THE mild weather that we have recently enjoyed has encouraged many of us to think about gardening. It is unwise to do much outside, for we could get quite severe weather soon which would scupper everything, but it is possible to be selective and start in the greenhouse or on a well-lit window ledge.

It is a bit too early to start off vegetables, except perhaps for greenhouse tomatoes, pot cauliflowers and exhibition onions, but many popular flowers can be sown now to great advantage. Not only is it a time for seeds, but some of the many colourful bulbs, corms and tubers of summer.

Freesias for summer cutting can be planted during the coming weeks. Use a soil based compost such as John Innes No2 and place in a cool sunny window. Plant the corms almost shoulder to shoulder in the pot to ensure dense growth which will be self-supporting.

You can also plant anemone tubers in pots with a view to having some late spring or early summer cut flowers. It is too hazardous to plant them outside much before the end of March, but by starting them with a little protection now they will grow away strongly.

De Caen anemones are the single kind and St Brigid the double, and both strains are available in all manner of bright colours from red and pink to purple and blue.
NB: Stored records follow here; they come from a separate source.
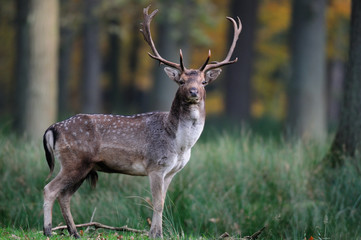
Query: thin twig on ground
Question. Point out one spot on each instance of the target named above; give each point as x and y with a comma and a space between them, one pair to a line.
99, 225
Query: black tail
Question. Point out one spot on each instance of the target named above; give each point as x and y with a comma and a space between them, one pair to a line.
92, 178
49, 143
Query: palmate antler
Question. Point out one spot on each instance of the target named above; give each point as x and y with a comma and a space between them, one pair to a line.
227, 60
205, 67
145, 30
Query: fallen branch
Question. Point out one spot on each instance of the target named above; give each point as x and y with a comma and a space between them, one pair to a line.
99, 225
254, 236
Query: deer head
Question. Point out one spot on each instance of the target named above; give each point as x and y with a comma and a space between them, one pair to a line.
191, 81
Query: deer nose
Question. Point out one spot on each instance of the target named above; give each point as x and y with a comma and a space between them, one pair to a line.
193, 91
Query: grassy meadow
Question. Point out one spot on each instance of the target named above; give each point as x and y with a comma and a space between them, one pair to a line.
236, 182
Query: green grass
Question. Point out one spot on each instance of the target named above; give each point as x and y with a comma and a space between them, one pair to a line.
236, 182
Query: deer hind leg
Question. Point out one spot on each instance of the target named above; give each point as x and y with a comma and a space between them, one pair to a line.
64, 202
157, 189
51, 192
63, 186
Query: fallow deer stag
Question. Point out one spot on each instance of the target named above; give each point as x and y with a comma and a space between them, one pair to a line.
155, 144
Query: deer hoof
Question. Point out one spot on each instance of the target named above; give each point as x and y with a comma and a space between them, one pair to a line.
155, 234
47, 231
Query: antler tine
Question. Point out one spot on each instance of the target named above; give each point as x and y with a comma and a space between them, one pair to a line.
237, 30
181, 60
145, 30
206, 62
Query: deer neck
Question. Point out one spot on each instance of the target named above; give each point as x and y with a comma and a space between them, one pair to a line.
186, 120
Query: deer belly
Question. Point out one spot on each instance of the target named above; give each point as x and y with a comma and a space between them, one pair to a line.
114, 160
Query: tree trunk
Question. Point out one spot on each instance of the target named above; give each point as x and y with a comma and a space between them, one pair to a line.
238, 76
113, 68
65, 54
348, 137
164, 89
22, 64
41, 95
91, 99
307, 97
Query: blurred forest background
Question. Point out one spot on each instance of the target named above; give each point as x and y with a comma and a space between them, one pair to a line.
58, 58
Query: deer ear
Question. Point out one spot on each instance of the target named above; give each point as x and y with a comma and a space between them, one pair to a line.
172, 73
212, 74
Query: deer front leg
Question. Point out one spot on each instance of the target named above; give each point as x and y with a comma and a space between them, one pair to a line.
157, 189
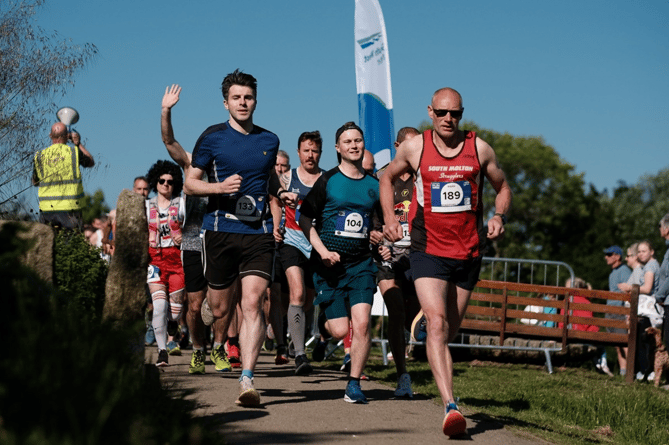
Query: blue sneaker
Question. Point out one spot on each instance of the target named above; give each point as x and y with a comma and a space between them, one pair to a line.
454, 422
354, 393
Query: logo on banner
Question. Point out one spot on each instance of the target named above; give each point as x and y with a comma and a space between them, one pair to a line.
369, 41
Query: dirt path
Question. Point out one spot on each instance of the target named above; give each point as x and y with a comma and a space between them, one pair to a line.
311, 409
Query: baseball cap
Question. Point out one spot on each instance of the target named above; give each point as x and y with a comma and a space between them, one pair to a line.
613, 250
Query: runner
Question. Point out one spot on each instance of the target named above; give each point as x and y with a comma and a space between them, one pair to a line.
342, 202
447, 230
238, 158
392, 274
295, 249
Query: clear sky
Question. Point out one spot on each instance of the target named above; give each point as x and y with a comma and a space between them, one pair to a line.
590, 77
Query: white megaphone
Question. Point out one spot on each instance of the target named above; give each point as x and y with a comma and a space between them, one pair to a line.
68, 116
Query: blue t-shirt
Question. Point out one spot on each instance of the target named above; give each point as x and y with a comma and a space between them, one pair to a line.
618, 275
343, 208
221, 151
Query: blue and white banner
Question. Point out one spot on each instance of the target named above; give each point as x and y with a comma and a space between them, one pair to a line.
372, 77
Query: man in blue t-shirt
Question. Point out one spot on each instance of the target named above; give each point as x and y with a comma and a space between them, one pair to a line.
342, 202
619, 274
238, 158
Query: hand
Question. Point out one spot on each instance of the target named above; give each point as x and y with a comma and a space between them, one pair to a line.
289, 199
330, 258
375, 237
171, 96
385, 252
231, 184
278, 234
393, 231
495, 228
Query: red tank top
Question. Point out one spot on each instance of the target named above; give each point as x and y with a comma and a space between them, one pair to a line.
446, 210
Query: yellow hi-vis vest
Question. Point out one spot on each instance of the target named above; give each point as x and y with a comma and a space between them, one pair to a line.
59, 176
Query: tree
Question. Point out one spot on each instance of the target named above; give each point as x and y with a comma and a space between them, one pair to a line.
552, 217
638, 208
36, 68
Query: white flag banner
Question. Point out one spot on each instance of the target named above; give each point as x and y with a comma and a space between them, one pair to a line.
372, 77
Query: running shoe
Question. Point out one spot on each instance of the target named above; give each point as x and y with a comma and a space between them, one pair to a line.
220, 360
454, 422
318, 354
163, 359
354, 393
404, 386
281, 357
419, 328
302, 365
249, 396
173, 348
233, 356
196, 362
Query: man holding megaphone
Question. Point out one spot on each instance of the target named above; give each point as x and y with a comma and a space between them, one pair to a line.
56, 172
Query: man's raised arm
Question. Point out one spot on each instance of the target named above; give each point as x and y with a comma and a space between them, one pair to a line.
174, 148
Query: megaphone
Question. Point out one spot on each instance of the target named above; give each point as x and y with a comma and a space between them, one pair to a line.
68, 116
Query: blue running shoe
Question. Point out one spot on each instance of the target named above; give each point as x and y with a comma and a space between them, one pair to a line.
454, 422
354, 393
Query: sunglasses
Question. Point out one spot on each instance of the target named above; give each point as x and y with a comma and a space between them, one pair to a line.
455, 114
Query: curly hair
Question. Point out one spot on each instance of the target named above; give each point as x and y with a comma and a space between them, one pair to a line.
165, 168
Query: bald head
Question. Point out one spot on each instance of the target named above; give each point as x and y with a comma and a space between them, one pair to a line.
368, 163
447, 92
58, 133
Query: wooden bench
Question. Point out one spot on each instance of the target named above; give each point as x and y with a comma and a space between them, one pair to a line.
497, 307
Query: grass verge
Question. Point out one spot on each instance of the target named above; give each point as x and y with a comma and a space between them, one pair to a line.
571, 406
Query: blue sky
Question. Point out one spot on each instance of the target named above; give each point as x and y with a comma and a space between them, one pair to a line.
590, 77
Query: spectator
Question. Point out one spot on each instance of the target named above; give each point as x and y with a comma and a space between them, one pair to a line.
662, 292
620, 273
56, 172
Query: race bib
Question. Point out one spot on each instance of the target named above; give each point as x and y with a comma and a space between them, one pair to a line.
153, 274
406, 237
247, 208
351, 225
451, 197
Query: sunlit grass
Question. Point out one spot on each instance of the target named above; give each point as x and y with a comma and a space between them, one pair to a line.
571, 406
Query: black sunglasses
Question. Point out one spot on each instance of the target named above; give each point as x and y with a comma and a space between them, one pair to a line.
455, 114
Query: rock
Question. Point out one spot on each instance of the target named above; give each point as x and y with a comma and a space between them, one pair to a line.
125, 292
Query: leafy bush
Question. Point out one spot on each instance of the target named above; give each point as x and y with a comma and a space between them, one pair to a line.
72, 379
79, 274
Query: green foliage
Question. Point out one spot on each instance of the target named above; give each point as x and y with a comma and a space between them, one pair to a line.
94, 206
638, 208
68, 379
79, 274
571, 406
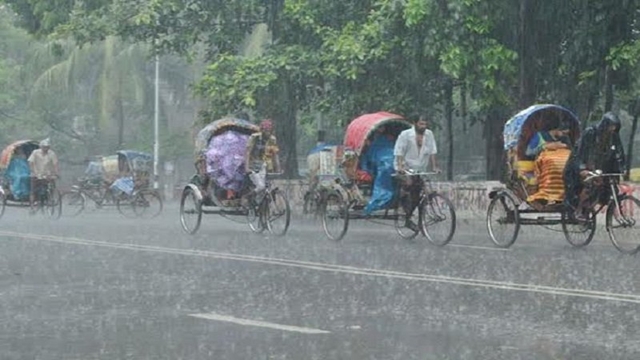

In order to ensure rapid sprouting, soak the little tubers overnight in water and then plant in much the same way as freesias.

Tuberous begonias can be started into growth. Plant the brown, hairy tubers immediately and place them just below the surface in a tray of damp peat or soil-less compost and water well.

Providing you can maintain warm conditions, the tubers will sprout vigorously and each shoot is a potential cutting, given light airy growing conditions. Once a couple of inches high, it is wise to remove all except one shoot.

This latter will develop into the plant and the other shoots can be rooted in a mixture of equal parts of peat and perlite. Most shoots treated in this way will root and make a new plant and usually five or six shoots are produced from a single tuber.

The popular modern coloured arums or callas can be treated similarly, except that the shoots have to retain a small piece of the tuber in order to root successfully. These lovely tropical plants usually produce a cluster of shoots from a single tuber and you can make a sizeable group for planting from two or three specimens purchased at this time of the year.

The lovely little fleshy-rooted hot water plant, achimenes, must be started into growth now if it is to provide a long flowering season. As soon as sprouts appear they can be removed and rooted as cuttings.

Non-flowering shoots about an inch long are ideal to root in an equal parts mixture of peat and perlite, half a dozen cuttings to a small pot. Do not lift and separate them when they have rooted, but allow five or six rooted cuttings to develop into a single entity.

WHAT'S NEW

* Glorious is a spectacular mixed-coloured, seed-raised strain of chrysanthemum.

* Corno Rosso is an Italian sweet pepper.